Sophisticated, successful Morpho APT group is after corporate data
Two reports published on Wednesday by Symantec and Kaspersky Lab detail the recent attacks executed by an unusual APT group they have dubbed Morpho and Wild Neutron.
The group was first spotted in 2013, when they successfully compromised Twitter, Apple , Facebook and Microsoft by using the watering hole technique and a Java zero-day exploit to deliver an OS X backdoor to the companies’ developers.
Since then, the group has hit 49 large corporations in over 20 countries.
“Aside from the four companies who have publicly acknowledged attacks, Symantec has identified five other large technology firms compromised by Morpho, primarily headquartered in the US. However, technology is not the only sector the group has focused on and Symantec has found evidence that Morpho has attacked three major European pharmaceutical firms,” the researchers explained.

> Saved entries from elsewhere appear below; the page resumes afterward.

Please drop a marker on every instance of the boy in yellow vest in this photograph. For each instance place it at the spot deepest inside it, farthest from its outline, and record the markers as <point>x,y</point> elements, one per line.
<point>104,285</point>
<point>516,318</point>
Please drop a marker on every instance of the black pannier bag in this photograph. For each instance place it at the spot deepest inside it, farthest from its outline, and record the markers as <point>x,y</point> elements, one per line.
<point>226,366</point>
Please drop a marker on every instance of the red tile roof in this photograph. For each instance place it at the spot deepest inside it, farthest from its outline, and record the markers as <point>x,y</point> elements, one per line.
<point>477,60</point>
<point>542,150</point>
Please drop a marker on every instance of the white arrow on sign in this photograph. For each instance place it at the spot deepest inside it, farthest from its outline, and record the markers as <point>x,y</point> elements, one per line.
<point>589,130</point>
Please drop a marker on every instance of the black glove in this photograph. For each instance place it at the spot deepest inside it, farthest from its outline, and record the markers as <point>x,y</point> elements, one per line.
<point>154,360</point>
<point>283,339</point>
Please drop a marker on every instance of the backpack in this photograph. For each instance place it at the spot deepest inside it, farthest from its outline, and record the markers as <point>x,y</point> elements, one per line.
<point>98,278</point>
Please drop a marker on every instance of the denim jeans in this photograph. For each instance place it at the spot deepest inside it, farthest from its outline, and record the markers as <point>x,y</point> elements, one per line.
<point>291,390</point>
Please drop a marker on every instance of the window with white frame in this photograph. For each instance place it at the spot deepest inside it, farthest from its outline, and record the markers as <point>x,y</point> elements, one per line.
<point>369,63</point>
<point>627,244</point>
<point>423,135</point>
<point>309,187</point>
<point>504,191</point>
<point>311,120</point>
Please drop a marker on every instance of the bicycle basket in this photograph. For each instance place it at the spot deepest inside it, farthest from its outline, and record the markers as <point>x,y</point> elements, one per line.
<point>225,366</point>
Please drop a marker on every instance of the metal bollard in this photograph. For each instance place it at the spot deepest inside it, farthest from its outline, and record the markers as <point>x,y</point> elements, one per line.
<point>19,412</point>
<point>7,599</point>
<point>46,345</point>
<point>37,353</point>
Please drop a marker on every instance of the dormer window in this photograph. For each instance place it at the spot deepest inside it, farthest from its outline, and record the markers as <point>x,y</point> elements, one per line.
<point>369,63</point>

“In the first attack, the attackers gained a foothold by first attacking a small European office belonging to one firm and using this infection to then move on to its US office and European headquarters. This template appeared to be followed in the two subsequent attacks on big pharma firms, with Morpho compromising computers in a number of regional offices before being discovered.”

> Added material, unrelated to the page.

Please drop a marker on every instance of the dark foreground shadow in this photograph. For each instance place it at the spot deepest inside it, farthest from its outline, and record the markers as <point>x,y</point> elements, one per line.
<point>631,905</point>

The group has lately shown an interest in the commodities sector, attacking two major companies involved in gold and oil in late 2014, as well as a law firm that specializes in finance and natural resources specific to Central Asia.

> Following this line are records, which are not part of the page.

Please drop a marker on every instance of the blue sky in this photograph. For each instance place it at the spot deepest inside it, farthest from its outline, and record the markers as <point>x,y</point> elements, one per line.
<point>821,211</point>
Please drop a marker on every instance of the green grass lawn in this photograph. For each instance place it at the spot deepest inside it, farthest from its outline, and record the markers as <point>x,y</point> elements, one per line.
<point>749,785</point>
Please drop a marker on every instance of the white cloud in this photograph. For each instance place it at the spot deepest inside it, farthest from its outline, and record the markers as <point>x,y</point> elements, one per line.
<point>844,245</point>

Morpho is a cyber espionage group that is after confidential company information that can be monetized. They are not thought to be state-sponsored (even though they used zero-day exploits), but are either using the stolen information themselves, or are selling it to interested third parties. It’s also possible that they have been hired to perform these hacks by individuals or organizations interested in targeting those particular companies.
According to Symantec, the group has been operational since at least March 2012. Kaspersky Lab researchers say late 2011.
The group definitely knows what they are doing: they perform thorough reconnaissance before hitting their targets. They compromise companies’ email servers to intercept company emails, they attack enterprise content management systems in search for information, and have occasionally even managed to compromise the companies’ Physical Security Information Management (PSIM) systems.
They write their own malware tools: the aforementioned OS X backdoor (Pintsized) and its Windows version (Jiripbot), and their own hacking tools: event log parsing and editing tools, proxy tools, exfiltration tools, and so on.
According to Kaspersky Lab researchers, who have shared many technical details about the malware used by the group, Morpho is basing them on open source tools and leaked sources of other malware.
The use of zero-day exploits and stolen valid digital certificates indicates that the group is powerful, sophisticated and, above all, very careful. They never reuse email addresses when they register a C&C domain, and hosting providers are always paid with Bitcoins. They carefully scrub their digital tracks after they are done with a target.
Symantec researchers say that at least some of the gang – if not all – are English speakers, as their malware is documented in fluent English. They have apparently also been using expressions from English-speaking pop culture.